Another limitation arises from the training process itself. The model is encouraged to predict the class of the object with the strongest presence, introducing bias. This can result in the suppression of smaller or less dominant objects within the same grid cell.
Why was YOLO revolutional?
YOLO revolutionised object detection by offering an unprecedented combination of speed, simplicity, and global reasoning. Unlike earlier systems, YOLO abandoned the disjointed, multi-stage pipelines like those used in Deformable Parts Models (DPM) and Region-based CNNs (R-CNN), and instead introduced a unified framework. This allowed for real-time processing speeds, with the base version achieving 45 fps and the fast version exceeding 150 fps, enabling tasks like real-time streaming video with latency under 25 ms.

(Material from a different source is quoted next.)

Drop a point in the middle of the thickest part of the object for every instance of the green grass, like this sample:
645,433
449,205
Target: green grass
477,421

Unlike older methods, such as R-CNN or Selective Search-based models, which operated in parts or relied on region proposals, YOLO analysed the entire image during both training and testing. This global perspective reduced background errors and improved context understanding, making it less prone to failure in new domains. This was a game-changer compared to models like Faster R-CNN, which, although faster than R-CNN, still couldn’t match YOLO’s speed or real-time applicability. YOLO’s generalisability was proven by applying it to artworks, where its AP degrades the least compared to other models.